Kretschmann erneuerte seine Kritik an nicht ausreichender Erstattung der Flüchtlingskosten oder bei den Bundesmitteln für den ÖPNV. Ohne den jüngsten Brandbrief der Kommunen und Wirtschaftsverbände zu erwähnen, ging er auf die dort formulierte Kritik ein: "Der Staat muss schneller und effektiver werden. Wir müssen übertriebene bürokratische Fesseln abstreifen. Wenn wir nicht entbürokratisieren, was notwendig ist, wird der Standort Deutschland ins Hintertreffen geraten."
SPD-Fraktionschef Andreas Stoch ließ an den Ankündigungen kein gutes Haar: Die Landesprogramme seien "kein Doppelwumms, nicht mal ein halber Wumms". Es gebe nur "wieder Darlehen, wieder Kredite, wieder Zinsen". Und weiter: "Der Bäckermeister wird ihnen sagen, Kredite bekommt er auch von seiner Hausbank". Was Kretschmann anbiete, sei "zu wenig". Auch der FDP-Fraktionsvorsitzende Hans-Ulrich kritisierte: "Die einzigen starken Passagen Ihrer Rede waren die, für die Sie nicht zuständig sind" – und meinte damit Kretschmanns Exkurs auf die Ukraine oder die Notwendigkeit von Freihandelsabkommen. Und wie Stoch blickte Rülke auf ein Detail der nun vom Land aufgelegten Programme: "Über Zinsen sollte man in einer Lage wie dieser noch mal nachdenken". Kretschmann konterte dies später mit einem Verweis auf die EU: "Das alles muss beihilferechtlich möglich sein. Deshalb können wir bei den Zinsen nicht beliebig runtergehen."
AfD-Fraktionschef Bernd Gögel nannte die Rede eine "Mischung aus Überheblichkeit und Eigenlob". Kretschmanns Energiepolitik bleibe "hochgefährlich, realitätsfern und unbezahlbar."
Die Fraktionschefs von CDU und Grünen verteidigten erwartungsgemäß den Beschluss ihrer eigenen Landesregierung. "Wir müssen dafür sorgen, dass die Menschen in unserem Land gut durch den Winter kommen", so Andreas Schwarz (Grüne). Er lobte die Beschlüsse der Bund-Länder-Konferenz. "Ich finde, dass Deutschland da was richtig Gutes hinbekommen hat." Die Programme des Landes machten zusätzlich Sinn. "Die Stärke Baden-Württembergs hängt maßgeblich von der Stärke unserer Unternehmen ab. Sie können sich darauf verlassen, dass wir sie gut durch den Winter bringen."

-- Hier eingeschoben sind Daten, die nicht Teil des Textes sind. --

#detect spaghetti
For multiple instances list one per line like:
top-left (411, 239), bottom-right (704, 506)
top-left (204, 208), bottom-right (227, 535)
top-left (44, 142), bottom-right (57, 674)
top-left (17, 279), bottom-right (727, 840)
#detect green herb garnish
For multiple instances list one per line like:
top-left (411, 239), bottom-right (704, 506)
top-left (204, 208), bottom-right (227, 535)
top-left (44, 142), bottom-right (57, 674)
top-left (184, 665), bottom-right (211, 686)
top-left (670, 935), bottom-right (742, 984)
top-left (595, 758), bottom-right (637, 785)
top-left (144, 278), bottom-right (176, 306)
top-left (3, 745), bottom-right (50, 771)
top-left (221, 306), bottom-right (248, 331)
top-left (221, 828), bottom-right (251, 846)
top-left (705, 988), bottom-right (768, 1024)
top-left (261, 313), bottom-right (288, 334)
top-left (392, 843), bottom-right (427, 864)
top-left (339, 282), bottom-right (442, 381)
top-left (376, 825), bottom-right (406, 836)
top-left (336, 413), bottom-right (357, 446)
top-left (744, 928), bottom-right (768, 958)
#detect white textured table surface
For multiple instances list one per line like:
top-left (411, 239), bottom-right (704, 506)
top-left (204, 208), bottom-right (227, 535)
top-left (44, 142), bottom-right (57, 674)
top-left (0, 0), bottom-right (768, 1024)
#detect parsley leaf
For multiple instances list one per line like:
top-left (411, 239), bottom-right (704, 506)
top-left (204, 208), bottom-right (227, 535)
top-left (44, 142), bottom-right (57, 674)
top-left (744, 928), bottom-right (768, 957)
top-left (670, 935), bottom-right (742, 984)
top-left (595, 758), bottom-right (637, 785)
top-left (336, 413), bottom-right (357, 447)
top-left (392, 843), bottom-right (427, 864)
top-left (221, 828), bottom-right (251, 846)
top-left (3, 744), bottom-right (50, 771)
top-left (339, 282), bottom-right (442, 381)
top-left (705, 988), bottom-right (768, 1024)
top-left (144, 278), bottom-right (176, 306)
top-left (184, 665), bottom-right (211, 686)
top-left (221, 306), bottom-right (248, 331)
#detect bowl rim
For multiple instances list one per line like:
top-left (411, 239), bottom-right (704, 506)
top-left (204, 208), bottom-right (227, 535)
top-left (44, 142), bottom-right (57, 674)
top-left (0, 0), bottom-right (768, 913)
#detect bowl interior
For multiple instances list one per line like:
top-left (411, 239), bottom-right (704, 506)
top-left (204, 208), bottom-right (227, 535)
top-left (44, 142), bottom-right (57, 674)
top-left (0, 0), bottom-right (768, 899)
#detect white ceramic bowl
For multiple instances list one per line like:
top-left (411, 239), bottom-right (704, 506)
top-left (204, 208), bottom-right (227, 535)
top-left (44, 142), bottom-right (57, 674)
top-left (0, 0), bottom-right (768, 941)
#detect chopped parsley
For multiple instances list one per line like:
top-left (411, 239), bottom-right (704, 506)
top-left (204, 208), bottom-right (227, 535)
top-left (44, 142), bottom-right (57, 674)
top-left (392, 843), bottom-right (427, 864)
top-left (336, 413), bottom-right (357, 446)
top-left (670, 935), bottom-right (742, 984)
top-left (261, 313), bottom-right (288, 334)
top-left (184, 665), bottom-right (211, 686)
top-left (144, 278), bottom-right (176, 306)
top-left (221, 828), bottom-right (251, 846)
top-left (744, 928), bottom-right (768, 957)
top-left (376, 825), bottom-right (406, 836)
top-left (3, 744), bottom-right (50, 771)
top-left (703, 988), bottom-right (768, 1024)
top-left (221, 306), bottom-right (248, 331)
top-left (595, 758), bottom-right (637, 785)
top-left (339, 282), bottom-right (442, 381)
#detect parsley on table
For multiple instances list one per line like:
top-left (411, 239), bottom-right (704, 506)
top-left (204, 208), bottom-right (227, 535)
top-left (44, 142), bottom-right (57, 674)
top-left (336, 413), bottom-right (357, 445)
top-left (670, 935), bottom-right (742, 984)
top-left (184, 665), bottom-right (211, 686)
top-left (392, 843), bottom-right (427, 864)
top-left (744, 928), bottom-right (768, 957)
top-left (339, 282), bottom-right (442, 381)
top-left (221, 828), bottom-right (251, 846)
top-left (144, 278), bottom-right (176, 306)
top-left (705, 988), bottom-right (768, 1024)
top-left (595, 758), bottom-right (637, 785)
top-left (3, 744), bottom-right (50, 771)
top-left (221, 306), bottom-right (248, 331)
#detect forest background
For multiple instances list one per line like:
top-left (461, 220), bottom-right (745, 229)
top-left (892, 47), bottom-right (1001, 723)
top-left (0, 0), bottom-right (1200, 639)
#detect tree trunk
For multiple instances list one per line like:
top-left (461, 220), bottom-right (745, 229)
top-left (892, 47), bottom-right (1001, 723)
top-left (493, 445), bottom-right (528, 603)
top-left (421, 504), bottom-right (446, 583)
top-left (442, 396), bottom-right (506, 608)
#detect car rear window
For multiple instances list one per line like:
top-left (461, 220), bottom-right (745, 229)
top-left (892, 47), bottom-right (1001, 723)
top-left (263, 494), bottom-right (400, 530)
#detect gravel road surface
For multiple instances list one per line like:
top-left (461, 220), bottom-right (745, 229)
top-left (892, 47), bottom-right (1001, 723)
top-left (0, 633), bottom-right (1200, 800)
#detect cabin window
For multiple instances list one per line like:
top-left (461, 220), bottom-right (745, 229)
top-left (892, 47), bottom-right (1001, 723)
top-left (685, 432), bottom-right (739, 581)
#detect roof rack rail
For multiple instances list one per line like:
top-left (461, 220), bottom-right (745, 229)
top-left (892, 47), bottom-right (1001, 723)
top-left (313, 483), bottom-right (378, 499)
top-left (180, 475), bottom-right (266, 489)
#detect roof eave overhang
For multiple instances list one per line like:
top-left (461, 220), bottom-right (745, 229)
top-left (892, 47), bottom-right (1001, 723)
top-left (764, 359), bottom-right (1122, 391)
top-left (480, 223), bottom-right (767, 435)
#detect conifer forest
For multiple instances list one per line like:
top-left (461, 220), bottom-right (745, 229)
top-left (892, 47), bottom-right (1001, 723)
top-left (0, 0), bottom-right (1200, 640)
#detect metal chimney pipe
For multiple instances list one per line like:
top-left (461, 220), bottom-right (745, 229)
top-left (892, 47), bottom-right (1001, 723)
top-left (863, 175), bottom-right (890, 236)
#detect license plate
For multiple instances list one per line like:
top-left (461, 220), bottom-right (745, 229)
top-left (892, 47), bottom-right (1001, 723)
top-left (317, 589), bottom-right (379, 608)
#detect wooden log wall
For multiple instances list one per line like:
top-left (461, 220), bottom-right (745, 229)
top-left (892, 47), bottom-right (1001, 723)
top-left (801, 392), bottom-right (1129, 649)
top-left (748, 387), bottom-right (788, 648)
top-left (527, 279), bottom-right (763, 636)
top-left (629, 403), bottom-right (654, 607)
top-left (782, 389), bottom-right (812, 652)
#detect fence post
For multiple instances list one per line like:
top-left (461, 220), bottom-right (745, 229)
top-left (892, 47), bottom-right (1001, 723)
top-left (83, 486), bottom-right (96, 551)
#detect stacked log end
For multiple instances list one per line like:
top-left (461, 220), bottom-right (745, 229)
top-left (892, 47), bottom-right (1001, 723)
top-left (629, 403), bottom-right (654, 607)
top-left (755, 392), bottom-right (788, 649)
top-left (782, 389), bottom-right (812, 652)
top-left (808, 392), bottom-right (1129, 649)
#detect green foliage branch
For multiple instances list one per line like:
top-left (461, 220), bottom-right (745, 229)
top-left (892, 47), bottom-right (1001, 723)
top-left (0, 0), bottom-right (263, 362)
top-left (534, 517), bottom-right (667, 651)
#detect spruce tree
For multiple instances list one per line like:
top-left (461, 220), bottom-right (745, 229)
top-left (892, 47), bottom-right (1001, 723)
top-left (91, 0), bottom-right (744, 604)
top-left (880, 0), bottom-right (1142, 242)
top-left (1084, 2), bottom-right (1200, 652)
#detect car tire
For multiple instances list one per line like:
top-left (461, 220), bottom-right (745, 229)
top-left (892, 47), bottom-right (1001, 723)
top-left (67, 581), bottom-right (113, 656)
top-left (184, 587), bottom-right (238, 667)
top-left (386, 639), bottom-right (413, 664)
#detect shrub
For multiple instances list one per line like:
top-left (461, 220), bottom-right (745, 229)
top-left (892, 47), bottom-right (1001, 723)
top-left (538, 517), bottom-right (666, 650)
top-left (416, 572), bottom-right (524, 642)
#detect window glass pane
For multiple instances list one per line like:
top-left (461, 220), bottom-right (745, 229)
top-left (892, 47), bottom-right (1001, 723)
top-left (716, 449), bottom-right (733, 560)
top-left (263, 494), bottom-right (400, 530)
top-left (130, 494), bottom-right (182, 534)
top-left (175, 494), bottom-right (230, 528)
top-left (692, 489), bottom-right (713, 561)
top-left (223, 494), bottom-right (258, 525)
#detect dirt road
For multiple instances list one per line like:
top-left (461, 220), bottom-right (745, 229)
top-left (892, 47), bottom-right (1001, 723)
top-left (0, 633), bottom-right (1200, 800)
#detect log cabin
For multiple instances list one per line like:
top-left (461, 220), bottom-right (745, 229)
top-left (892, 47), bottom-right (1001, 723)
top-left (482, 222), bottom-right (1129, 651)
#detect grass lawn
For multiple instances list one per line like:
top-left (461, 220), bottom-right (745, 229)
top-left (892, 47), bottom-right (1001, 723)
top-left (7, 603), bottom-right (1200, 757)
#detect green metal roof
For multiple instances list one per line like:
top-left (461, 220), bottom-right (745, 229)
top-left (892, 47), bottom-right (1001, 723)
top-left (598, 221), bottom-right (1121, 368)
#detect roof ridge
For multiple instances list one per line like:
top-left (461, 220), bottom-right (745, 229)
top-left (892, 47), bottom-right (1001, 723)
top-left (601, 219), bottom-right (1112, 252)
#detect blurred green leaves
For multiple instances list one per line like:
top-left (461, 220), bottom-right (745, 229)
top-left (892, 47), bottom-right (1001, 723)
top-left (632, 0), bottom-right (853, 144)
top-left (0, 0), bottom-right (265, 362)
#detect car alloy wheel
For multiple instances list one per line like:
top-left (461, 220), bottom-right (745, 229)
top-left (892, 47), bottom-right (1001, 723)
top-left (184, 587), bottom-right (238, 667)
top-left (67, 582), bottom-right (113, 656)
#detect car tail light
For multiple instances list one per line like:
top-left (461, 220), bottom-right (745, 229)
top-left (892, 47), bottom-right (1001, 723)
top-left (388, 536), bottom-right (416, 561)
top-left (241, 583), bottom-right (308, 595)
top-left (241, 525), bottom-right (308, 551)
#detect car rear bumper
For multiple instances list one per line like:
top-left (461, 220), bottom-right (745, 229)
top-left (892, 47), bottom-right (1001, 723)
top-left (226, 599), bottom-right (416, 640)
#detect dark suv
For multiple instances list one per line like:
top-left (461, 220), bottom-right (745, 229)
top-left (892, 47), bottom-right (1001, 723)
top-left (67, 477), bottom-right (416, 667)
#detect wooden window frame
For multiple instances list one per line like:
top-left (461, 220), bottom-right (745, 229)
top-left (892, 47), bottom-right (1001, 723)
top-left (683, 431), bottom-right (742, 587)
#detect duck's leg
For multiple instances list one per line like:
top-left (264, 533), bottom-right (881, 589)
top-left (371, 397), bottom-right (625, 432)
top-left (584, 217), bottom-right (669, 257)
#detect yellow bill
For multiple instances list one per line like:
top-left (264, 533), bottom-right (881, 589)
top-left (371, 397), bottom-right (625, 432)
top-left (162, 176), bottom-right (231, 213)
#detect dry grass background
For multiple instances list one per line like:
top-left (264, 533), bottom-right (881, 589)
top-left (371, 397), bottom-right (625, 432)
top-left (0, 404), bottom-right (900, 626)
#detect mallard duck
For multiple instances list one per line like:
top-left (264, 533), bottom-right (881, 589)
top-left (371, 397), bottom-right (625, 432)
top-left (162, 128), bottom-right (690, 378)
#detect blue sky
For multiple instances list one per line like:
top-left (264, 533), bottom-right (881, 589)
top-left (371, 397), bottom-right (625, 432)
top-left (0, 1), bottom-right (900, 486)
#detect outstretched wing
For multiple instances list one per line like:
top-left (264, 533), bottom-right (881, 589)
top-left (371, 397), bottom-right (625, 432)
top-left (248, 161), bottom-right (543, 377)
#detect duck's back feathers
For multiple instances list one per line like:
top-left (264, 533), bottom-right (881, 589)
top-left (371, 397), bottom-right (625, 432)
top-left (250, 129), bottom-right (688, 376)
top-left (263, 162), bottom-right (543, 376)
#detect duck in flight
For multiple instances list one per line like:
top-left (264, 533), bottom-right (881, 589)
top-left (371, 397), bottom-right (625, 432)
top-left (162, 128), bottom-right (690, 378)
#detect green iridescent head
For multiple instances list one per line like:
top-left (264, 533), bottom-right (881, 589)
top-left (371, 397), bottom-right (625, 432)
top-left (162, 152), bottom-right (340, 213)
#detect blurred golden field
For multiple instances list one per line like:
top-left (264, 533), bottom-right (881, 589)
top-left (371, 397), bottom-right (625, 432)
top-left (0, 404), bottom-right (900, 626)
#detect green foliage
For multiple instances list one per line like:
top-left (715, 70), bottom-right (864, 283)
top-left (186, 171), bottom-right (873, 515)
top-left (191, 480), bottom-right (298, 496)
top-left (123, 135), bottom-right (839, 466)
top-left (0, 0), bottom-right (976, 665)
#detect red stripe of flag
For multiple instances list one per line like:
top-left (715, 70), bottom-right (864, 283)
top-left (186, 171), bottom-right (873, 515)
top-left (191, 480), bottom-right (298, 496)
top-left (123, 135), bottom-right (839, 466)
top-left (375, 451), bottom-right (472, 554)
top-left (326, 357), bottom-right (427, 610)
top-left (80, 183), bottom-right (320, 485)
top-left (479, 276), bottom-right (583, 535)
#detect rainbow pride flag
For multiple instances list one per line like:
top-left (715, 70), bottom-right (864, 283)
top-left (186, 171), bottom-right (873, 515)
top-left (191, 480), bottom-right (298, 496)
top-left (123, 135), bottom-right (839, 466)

Manuel Hagel (CDU) sagte: "Gut, dass wir eine Brücke über die Lücke bauen für unsere kleinen und mittelständischen Unternehmen." Der Christdemokrat, dessen Partei in Berlin in der Opposition ist, nahm sich aber rhetorisch Kanzler Olaf Scholz vor: Seit Beginn des Ukrainekriegs habe es zu viele Runden ohne Beschlüsse gegeben. Es sei ein "starkes Stück" gewesen, dass Scholz ein Hilfspaket III verkünde, ohne die Länder zu informieren.